어류 프레임 농축액과 시판 사골 농축액의 위생적 및 영양적 특성 비교

  • Lim, Chi-Won (Food Safety and Processing Research Division, National Institute of Fisheries Science) ;
  • Sung, Sang Wook (Food Business Unit, Strategy Planning Division) ;
  • Heu, Min Soo (Department of Food and Nutrition, Gyeongsang National University) ;
  • Lee, Tae-Gee (Departmanet of Hotel Cuisine & Baking, Jeonnam Provincial College) ;
  • Kim, Jin-Soo (Research Center for Industrial Development of Seafood, Gyeongsang National University)
  • 임치원 (국립수산과학원 식품위생가공과) ;
  • 성상욱 (대상 중앙연구소) ;
  • 허민수 (경상대학교 식품영양학과) ;
  • 이태기 (전남도립대학교 호텔조리제빵과) ;
  • 김진수 (경상대학교 수산식품산업화 기술지원센터)
  • Received : 2017.07.24
  • Accepted : 2017.09.16
  • Published : 2017.10.31

Abstract

There is increasing interest in developing flavor-enriched concentrate using byproducts of skipjack tuna Ktsuwonus pelamis as a replacement for commercial beef bone extract concentrate (CBB-EC). This study was compared on sanitary and nutritional characteristics between skipjack tuna frame extract concentrate (ST-EC) and CBB-EC as a control of skipjack tuna frame extract concentrate. The moisture contents of CBB-EC and ST-EC 41.4-4.9% and 45.3%, respectively. The results of viable cell counts and E. coli assays suggested that CBB-EC and ST-EC is a safe and sanitary for use in food.
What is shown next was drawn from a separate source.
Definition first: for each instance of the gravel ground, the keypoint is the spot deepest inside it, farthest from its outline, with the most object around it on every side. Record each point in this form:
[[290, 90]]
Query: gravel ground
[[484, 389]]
There were no differences in peroxide values among CBB-ECs. The total amino acid contents in CBB-EC and ST-EC were 25.6-29.3 g/100 g and 37.9 g/100 g, respectively, and the major amino acids present glutamic acid, proline, glycine, alanine and arginine. Regardless of kinds of the mineral, mineral contents of ST-EC higher than those of CBB-EC. The major fatty acids were 16:0, 18:0 and 18:1n-9 in CBB-EC, 16:0, 18:1n-9 and 22:6n-3 in ST-EC. These results can be used as background information to develop flavor-enriched concentrates from byproducts of skipjack tuna as replacement for CBB-EC.